Talking to him on the phone until 3 in the morning, talking to him for 3 hours while at my busy job and it still wasn’t enough. I don’t know why. I can’t explain it. I have never been sooo drawn to one person, so attracted to anyone. When he kissed me and held me it was like he didn’t want anyone else but me. I remember it being that way before, when we were kids, that’s what made me so crazy about him.

He always seemed like he just couldn’t get enough of me and we weren’t even doing anything but kissing. When he pulled me so close and he kissed me, almost in some type of hunger/frenzy, that turned me on more than anything. I have never met anyone who matched my kisses the way he did.

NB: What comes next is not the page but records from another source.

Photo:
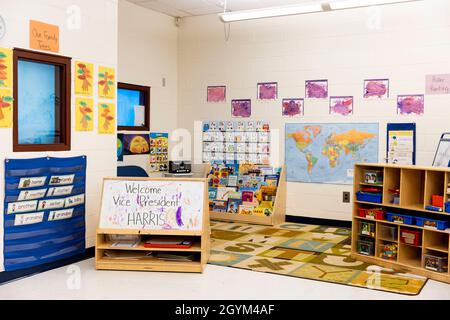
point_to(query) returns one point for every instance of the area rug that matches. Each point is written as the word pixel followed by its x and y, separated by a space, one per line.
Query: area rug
pixel 304 251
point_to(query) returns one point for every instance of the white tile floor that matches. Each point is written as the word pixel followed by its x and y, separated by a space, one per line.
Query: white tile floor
pixel 82 281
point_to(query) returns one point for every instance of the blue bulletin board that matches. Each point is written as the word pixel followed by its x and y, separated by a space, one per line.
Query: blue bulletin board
pixel 44 210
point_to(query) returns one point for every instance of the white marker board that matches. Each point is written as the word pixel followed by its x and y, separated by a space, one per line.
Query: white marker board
pixel 156 204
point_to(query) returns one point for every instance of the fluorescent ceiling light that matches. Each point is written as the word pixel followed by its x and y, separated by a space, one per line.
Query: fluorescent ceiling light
pixel 270 12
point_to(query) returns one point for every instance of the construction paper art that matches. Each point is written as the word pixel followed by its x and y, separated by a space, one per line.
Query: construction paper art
pixel 84 114
pixel 376 88
pixel 410 104
pixel 216 94
pixel 6 105
pixel 341 105
pixel 106 83
pixel 316 89
pixel 292 107
pixel 241 108
pixel 267 90
pixel 84 78
pixel 106 118
pixel 5 68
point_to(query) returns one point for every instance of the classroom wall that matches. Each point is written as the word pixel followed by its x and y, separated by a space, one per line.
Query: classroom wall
pixel 147 53
pixel 400 42
pixel 94 40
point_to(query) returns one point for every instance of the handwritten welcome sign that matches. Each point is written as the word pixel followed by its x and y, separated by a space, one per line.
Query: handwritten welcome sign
pixel 152 204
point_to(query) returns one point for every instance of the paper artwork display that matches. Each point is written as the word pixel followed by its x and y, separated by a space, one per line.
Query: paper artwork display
pixel 216 94
pixel 376 88
pixel 267 90
pixel 316 89
pixel 341 105
pixel 84 78
pixel 410 104
pixel 292 107
pixel 241 108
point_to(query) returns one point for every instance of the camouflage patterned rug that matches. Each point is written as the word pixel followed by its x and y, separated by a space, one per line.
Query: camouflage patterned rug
pixel 304 251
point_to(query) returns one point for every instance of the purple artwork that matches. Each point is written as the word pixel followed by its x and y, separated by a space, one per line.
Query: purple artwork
pixel 292 107
pixel 241 108
pixel 341 105
pixel 376 88
pixel 410 104
pixel 316 89
pixel 267 90
pixel 216 94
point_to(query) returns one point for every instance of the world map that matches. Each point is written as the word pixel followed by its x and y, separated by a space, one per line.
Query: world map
pixel 327 152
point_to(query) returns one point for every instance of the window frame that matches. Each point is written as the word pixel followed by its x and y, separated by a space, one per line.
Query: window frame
pixel 145 90
pixel 65 63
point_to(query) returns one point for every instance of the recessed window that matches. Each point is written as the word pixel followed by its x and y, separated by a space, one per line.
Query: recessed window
pixel 41 102
pixel 133 110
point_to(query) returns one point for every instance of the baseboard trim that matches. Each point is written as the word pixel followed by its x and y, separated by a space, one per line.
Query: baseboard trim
pixel 319 221
pixel 9 276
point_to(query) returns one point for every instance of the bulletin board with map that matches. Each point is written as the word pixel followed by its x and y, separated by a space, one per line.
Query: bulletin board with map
pixel 327 152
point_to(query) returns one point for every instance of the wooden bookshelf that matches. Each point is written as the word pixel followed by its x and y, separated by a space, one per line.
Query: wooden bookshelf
pixel 278 214
pixel 417 185
pixel 140 260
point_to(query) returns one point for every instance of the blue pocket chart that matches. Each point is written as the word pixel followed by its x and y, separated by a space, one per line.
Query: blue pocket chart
pixel 44 210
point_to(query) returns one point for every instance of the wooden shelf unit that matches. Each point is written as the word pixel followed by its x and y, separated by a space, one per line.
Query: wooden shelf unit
pixel 416 185
pixel 278 214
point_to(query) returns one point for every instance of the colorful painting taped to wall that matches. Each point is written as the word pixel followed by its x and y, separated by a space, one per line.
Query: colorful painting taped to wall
pixel 6 105
pixel 136 144
pixel 84 114
pixel 292 107
pixel 83 78
pixel 5 68
pixel 216 94
pixel 106 83
pixel 241 108
pixel 376 88
pixel 410 104
pixel 267 90
pixel 316 89
pixel 341 105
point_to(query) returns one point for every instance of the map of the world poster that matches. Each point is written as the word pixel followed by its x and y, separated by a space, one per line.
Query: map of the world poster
pixel 327 152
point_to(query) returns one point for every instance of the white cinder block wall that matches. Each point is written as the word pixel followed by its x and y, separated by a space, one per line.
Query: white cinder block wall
pixel 400 42
pixel 94 41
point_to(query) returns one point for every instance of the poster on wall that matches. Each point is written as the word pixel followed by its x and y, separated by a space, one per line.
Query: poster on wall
pixel 159 152
pixel 44 212
pixel 327 152
pixel 292 107
pixel 152 204
pixel 216 94
pixel 376 88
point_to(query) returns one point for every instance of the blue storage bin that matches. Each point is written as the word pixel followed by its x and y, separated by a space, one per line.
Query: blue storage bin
pixel 432 223
pixel 395 217
pixel 369 197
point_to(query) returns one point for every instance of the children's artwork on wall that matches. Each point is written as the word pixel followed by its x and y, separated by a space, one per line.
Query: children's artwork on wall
pixel 136 144
pixel 5 68
pixel 341 105
pixel 410 104
pixel 316 89
pixel 6 105
pixel 327 152
pixel 159 152
pixel 376 88
pixel 120 146
pixel 84 114
pixel 292 107
pixel 106 83
pixel 83 78
pixel 106 118
pixel 241 108
pixel 267 90
pixel 216 94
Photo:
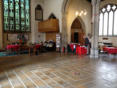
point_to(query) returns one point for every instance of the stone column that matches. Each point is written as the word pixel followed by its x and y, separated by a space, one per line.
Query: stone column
pixel 64 35
pixel 95 28
pixel 1 25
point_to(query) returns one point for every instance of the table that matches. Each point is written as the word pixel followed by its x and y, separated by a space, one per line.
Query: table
pixel 13 47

It was all just so fast, I didn’t know what to think. I didn’t know what he was doing and it was a little confusing because it was fast but comfortable. We were looking at houses, talking about starting a business, blending our families... Did we really know what we were doing or were we driven by LUST. Maybe this was part of his plan to bait me and reel me in. It’s scary because it was working.

I was tired. That’s all I can say! It was wearing me out. I actually had headaches from sleep deprivation. They seemed to grow more intense, the kisses. It was like we got lost in each other and that was really a turn on for me. Really, I could sit there for hours and just kiss. It’s almost as if we were one, we matched. We would rise and fall at the same point and our tongues understood this. We were in our own world.

I hoped that it was not for a short period of time. I didn’t remember this with other guys, if I had to describe it, I would quote the great Tony the Tiger and say it’s “great!!” And, I don’t even use words like that. I told him, “this is going too fast, now we are doing things that we shouldn’t be doing and we act like we don’t even care”. I didn’t know if it was good or bad. Did we not have any control over our minds or bodies because it was ridiculous! The New Years Eve count-down was nice. It would have been better had we been somewhere where we could both be relaxed. Now, what’s next!